Selasa, 12 Desember 2017

OTHER MULTIVARIATE DATA ANALYSIS: DISCRIMINANT ANALYSIS, CLUSTER ANALYSIS, OTHERS

Multivariate Data Analysis refers to any statistical technique used to analyze data that arises from more than one variable.

Canonical Correlation/Regression
It is also known as multiple multiple regression or multivariate multiple regression. All other multivariate techniques may be viewed as simplifications or special cases of this “fully multivariate general linear model.”
We have two sets of variables (set X and set Y). We wish to create a linear combination of the X variables (b1X1 + b2X2 + .... + bpXp), called a canonical variate, that is maximally correlated with a linear combination of the Y variables (a1Y1 + a2Y2 + .... + aqYq). The coefficients used to weight the X’s and the Y’s are chosen with one criterion, maximize the correlation between the two linear combinations.

Logistic Regression
Logistic regression is used to predict a categorical (usually dichotomous) variable from a set of predictor variables. With a categorical dependent variable, discriminant function analysis is usually employed if all of the predictors are continuous and nicely distributed; logit analysis is usually employed if all of the predictors are categorical; and logistic regression is often chosen if the predictor variables are a mix of continuous and categorical variables and/or if they are not nicely distributed (logistic regression makes no assumptions about the distributions of the predictor variables).

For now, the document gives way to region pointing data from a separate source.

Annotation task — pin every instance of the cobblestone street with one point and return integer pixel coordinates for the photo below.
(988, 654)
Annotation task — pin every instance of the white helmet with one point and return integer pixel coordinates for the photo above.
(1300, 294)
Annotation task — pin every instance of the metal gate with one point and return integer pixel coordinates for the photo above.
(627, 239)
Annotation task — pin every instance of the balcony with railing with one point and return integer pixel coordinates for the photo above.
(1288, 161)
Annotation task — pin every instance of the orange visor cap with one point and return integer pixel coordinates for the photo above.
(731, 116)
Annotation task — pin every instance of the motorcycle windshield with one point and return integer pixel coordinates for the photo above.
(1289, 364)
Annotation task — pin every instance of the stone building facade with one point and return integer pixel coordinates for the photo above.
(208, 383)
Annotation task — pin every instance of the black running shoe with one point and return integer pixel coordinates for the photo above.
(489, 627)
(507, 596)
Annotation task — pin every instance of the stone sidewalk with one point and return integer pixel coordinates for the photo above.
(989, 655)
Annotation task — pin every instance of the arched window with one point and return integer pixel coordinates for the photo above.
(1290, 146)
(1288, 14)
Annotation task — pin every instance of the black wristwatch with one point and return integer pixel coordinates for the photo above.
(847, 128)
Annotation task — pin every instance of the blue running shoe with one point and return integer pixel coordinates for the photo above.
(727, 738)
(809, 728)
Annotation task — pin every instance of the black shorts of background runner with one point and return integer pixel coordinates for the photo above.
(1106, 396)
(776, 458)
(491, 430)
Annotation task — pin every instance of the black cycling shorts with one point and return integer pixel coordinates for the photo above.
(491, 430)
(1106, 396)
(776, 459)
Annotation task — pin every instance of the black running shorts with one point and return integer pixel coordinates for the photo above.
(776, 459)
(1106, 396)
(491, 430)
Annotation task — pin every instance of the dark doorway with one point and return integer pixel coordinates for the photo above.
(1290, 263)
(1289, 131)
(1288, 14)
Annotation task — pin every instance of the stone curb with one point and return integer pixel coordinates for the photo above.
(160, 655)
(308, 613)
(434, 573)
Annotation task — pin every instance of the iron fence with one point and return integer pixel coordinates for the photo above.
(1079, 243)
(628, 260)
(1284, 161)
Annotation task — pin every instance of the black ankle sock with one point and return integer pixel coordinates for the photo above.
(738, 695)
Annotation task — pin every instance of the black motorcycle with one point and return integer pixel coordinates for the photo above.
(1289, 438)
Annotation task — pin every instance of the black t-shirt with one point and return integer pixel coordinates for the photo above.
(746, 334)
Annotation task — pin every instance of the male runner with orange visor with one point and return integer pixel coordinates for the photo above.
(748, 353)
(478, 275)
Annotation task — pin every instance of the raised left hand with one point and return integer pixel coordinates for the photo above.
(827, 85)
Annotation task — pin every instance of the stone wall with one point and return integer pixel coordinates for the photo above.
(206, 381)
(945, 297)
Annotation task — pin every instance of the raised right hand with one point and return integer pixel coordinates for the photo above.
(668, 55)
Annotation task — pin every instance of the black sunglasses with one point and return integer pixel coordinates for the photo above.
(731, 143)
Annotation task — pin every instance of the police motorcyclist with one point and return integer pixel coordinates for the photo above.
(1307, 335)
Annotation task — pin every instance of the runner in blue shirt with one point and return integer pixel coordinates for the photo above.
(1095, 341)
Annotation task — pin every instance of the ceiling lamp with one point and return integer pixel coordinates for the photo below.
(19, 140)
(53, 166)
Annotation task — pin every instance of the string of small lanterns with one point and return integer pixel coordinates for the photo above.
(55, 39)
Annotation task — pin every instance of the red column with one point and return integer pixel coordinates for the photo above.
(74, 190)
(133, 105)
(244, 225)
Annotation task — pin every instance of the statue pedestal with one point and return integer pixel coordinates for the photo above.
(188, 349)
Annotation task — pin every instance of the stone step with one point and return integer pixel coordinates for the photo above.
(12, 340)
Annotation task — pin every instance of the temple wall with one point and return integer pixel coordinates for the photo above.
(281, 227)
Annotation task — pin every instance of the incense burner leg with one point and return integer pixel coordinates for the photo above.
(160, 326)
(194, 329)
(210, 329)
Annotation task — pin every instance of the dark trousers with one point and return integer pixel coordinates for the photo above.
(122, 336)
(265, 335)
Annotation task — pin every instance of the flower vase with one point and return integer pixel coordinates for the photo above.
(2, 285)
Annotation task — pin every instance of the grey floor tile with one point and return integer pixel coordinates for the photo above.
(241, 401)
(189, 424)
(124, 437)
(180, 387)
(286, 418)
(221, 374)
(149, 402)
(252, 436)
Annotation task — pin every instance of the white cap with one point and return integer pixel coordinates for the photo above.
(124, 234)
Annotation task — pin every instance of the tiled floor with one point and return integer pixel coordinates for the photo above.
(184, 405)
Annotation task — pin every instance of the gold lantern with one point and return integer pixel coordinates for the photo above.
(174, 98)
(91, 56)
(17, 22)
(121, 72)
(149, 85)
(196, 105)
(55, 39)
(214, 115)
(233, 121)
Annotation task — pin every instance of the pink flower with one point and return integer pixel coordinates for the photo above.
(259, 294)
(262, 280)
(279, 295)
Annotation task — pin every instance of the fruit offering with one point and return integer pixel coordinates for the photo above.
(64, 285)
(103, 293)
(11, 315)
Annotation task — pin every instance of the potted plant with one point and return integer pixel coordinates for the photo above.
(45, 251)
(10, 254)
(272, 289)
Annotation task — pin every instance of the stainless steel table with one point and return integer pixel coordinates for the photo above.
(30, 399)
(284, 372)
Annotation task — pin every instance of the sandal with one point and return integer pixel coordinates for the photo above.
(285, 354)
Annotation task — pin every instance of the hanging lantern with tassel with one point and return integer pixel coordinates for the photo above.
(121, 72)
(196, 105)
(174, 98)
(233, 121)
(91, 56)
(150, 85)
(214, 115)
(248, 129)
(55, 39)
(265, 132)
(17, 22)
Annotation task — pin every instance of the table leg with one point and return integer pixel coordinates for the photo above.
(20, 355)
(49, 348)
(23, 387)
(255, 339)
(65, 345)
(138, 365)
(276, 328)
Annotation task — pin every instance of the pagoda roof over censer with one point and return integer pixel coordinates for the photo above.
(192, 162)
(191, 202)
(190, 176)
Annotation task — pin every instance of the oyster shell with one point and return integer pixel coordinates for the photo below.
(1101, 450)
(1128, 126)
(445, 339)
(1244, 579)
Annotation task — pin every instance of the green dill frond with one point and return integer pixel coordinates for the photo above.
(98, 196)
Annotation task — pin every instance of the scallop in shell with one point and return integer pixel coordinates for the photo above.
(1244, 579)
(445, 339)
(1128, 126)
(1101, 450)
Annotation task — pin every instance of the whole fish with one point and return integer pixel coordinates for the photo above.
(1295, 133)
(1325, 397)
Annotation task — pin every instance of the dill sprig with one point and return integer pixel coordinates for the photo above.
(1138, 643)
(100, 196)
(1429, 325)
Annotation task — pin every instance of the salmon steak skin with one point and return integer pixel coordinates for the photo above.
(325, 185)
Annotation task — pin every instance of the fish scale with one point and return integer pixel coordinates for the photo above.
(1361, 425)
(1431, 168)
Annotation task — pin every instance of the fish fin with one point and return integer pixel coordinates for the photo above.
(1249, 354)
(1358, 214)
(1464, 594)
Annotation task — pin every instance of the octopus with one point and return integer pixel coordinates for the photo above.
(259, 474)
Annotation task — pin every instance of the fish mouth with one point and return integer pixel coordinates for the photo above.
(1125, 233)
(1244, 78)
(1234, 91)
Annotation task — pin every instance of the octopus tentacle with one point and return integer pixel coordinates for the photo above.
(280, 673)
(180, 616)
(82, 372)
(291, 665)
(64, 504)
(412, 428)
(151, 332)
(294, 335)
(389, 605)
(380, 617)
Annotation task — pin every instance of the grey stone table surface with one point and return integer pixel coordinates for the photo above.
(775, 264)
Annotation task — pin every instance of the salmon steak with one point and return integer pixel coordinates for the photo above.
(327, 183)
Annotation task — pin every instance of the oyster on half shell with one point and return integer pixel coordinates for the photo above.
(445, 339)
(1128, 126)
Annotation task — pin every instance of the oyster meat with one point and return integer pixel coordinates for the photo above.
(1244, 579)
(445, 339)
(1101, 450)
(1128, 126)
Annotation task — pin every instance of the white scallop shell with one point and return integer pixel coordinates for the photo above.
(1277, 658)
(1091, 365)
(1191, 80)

Principal Components and Factor Analysis
Here we start out with one set of variables. The variables are generally correlated with one another. We wish to reduce the (large) number of variables to a smaller number of components or capture most of the variance in the observed variables. Each factor (or component) is estimated as being a linear (weighted) combination of the observed variables. We could extract as many factors as there are variables, but generally most of them would contribute little, so we try to get a few factors that capture most of the variance. Our initial extraction generally includes the restriction that the factors be orthogonal, independent of one another.

Discriminant Function Analysis
It is to predict group membership from a set of two or more continuous variables. The analysis creates a set of discriminant functions (weighted combinations of the predictors) that will enable us to predict into which group a case falls, based on scores on the predictor variables (usually continuous, but could include dichotomous variables and dummy coded categorical predictors). The total possible number of discriminant functions is one less than the number of groups, or the number of predictor variables, whichever is less.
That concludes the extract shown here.